Secondo Adam Coutts, specialista di salute pubblica dell'Università di Cambridge, i profughi sono tra le persone più vulnerabili al virus. "L'Oms ha chiesto a tutti i Paesi di prepararsi per contenere la diffusione del Covid-19, ma molto poco è stato fatto per aiutare in questo senso le popolazioni che vivono nei campi profughi in Medio Oriente e in Europa". La stessa denuncia è giunta da parte del personale dell'Organizzazione per le migrazioni, dell'Alto commissariato Onu e per i rifugiati e di altre ong. "Neanche al campo di Moria, sull'isola di Lesbo, che ospita 20 mila persone quand'era stato pensato per sole 3 mila, c'è abbastanza acqua per lavarsi le mani né c'è la possibilità di mantenere una distanza di sicurezza tra le persone", dice Hilde Voochten, coordinatrice sanitaria di Medici senza frontiere.
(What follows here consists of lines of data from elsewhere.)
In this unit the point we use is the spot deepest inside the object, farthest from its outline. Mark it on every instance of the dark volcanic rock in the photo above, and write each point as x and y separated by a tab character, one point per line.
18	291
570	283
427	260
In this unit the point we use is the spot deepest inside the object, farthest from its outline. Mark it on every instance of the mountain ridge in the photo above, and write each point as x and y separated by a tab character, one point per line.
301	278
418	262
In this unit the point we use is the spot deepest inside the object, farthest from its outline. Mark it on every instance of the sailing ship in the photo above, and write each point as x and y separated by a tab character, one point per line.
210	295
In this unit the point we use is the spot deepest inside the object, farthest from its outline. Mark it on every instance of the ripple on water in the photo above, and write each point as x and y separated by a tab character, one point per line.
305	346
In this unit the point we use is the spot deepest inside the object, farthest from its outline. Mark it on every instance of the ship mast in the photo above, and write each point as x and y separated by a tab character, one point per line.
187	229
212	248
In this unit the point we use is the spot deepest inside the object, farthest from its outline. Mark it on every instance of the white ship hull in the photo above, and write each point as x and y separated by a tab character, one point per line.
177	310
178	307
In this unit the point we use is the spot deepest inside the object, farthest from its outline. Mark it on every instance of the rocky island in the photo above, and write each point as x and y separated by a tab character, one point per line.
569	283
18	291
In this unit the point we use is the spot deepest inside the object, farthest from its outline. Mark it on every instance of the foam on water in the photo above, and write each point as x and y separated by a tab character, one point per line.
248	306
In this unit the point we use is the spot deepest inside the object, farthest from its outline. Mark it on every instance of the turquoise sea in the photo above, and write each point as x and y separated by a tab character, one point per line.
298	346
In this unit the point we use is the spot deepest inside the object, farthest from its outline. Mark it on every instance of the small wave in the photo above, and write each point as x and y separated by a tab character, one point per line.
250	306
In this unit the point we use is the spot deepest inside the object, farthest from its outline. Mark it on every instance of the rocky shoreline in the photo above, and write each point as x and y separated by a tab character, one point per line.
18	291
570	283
Inanto il regime siriano ha smentito che ci siano casi accertati di coronavirus nelle zone sotto il suo controllo, dopo le indiscrezioni dei giorni scorsi che parlavano di decine di contagiati a Daraa, Latakia e in altre zone del Paese. Ma fino a ieri i collegamenti aerei tra Damasco e l’Iran, che è uno dei focolai di infezioni più virulenti nel mondo, sono rimasti attivi, ed è continuato il passaggio di uomini e mezzi tra i due paesi, sia per i pellegrinaggi religiosi che per le operazioni militari. Teheran è un alleato prezioso del regime nella guerra che dura ormai da 10 anni, nelle zone controllate da Damasco operano diverse milizie che fanno capo all'Iran e alle forze Quds, l’unità dei Pasdaran che si occupa delle operazioni all’estero e che fino al 3 gennaio era diretta dal generale Qassem Soleimani.